Risk scores were calculated for the samples in the dataset from TCGA using the risk score system. Based on the median of risk scores, the samples in TCGA were classified into high- and low-risk groups. Then, the difference between the survival times of individuals within the two groups was characterized by KM survival curves. The results indicated that the risk score system could effectively distinguish the high- and low-risk groups (P<0.01; Fig. 6A). Subsequently, the risk score system was applied to the validation dataset GSE10186, demonstrating that the high- and low-risk groups could also be differentiated (P=0.0341; Fig. 6B). Therefore, the risk score system exhibited high robustness, and the nine lncRNAs were significantly associated with the prognosis of patients with HCC. Furthermore, ROC curve analysis was applied to evaluate the predictive diagnostic value of the 9-lncRNA risk score system using TCGA and the validation dataset. The sensitivity, specificity, positive predictive value, negative predictive value, and the area under the ROC curves (AUC) were determined. The AUC values of the 9-lncRNA risk score system for TCGA and GSE10186 were 0.953 and 0.922, respectively (Fig. 7).

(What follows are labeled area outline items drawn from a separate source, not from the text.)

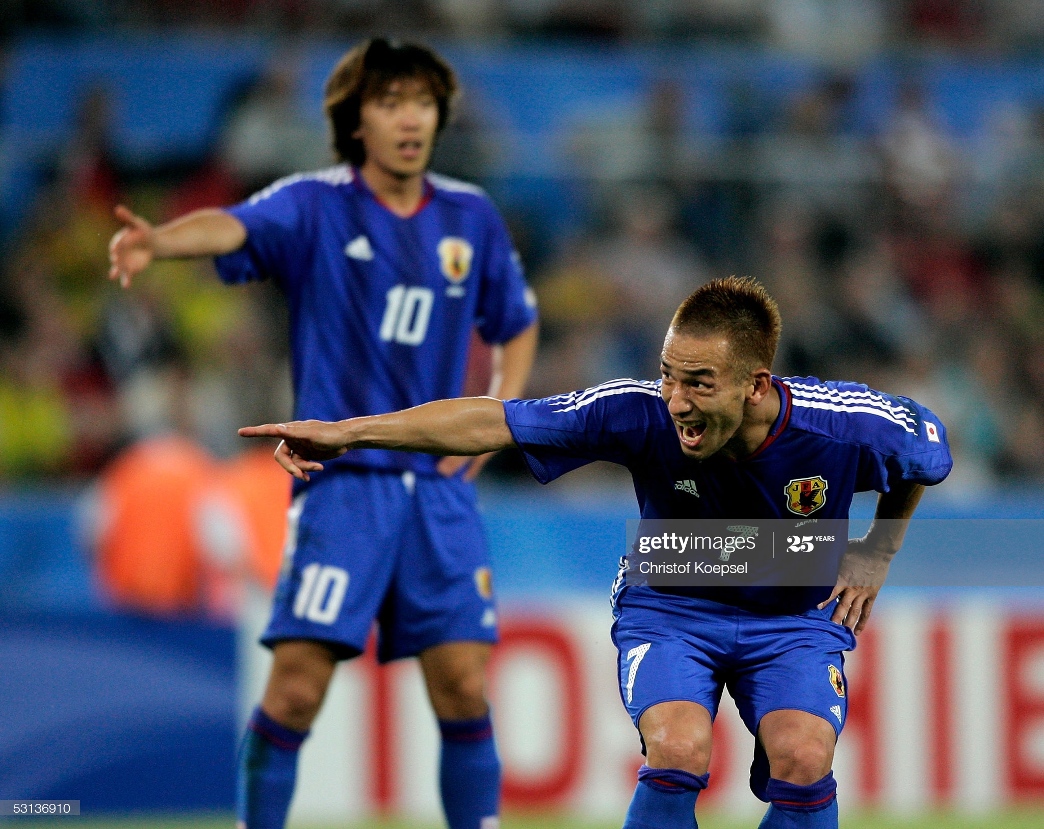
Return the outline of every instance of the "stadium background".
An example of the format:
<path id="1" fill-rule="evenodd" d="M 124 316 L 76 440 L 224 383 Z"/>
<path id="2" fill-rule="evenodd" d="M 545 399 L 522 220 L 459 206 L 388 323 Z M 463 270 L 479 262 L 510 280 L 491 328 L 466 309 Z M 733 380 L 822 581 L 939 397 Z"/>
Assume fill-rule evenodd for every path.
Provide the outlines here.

Analysis of lncRNA-associated pathways
mRNAs closely associated with the nine lncRNAs were selected from the four stable modules, and an lncRNA-mRNA co-expression network was constructed (Fig. 8). In particular, phosphoenolpyruvate carboxykinase 2 (PCK2) was positively regulated by the lncRNA GBA3 in the co-expression network. The gene sets corresponding to the nine lncRNAs were separately determined with pathway enrichment analysis. The results revealed that the mRNAs associated with the nine lncRNAs were mainly enriched in ‘cell cycle’, ‘drug metabolism’, ‘peroxisome proliferator-activated receptor (PPAR) signaling pathway’, ‘cell focal adhesion’, ‘calcium signaling pathways’, and ‘endogenous cell receptor interactions’.
Discussion
In the present study, blue, magenta, yellow and green modules were screened as four stable modules by WGCNA. Additionally, the four stable modules were determined to be significantly associated with certain clinical factors, including grade, TNM stage, pathologic stage, recurrence and radiation therapy. For TCGA, GSE55092 and GSE19665, a total of 3,051 consensus DE-RNAs were identified, including 10 lncRNAs and 3,041 mRNAs. Subsequently, 14 prognosis-associated lncRNAs were selected, and a 9-lncRNA optimal combination, including DGCR9, GBA3, HCG4, NAT8B, NBR2, PART1, RFPL1S, SLC22A18AS and TCL6 was identified. A risk score system was built based on the optimal lncRNA combination, which effectively distinguished high- and low-risk individuals within the validation dataset GSE10186.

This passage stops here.